Блэр прошел за ней, спрятавшись в высокий воротник. Потертый коврик у двери выпустил облако пыли из ее кроссовок, Ники рванула вперед в темноту. На диванах никого не было.
— Что ты с ним сделал?
— Да в ванне я его утопил. — Блэр неуклюже шел за ней, стараясь не наступать на скрипящие ступеньки. Он оперся на перила, чтобы снять ботинок.
— Ебаный род! Заяц? Зайка!
— Да я пошутил, — хмыкнул Блэр, запуская ботинком вниз по лестнице.
— Ну ты, блядь, и шутник. Заяц, дорогой, ты меня слышишь?
Николь нащупала выключатель, резко нажала его и увидела, что Зайка лежит на полу в кухне.

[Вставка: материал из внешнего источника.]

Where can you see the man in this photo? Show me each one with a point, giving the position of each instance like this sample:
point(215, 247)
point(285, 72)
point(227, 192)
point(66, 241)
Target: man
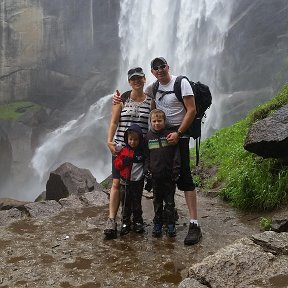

На нем был черный костюм, белая рубашка и неизменные темные очки. Буйная грива волос, обычно распущенная, была забрана в хвост. Рядом с ним стояли бокал, бутылка бренди, почти пустая, и пепельница, переполненная полубычками «Ротманс» — выкурены все были наполовину, потому что между затяжками Зайка чувствовал себя с точки зрения сердечно-сосудистой деятельности в безопасности и всегда стремился к этому состоянию.
Он приподнял голову и томно оглядел Ники.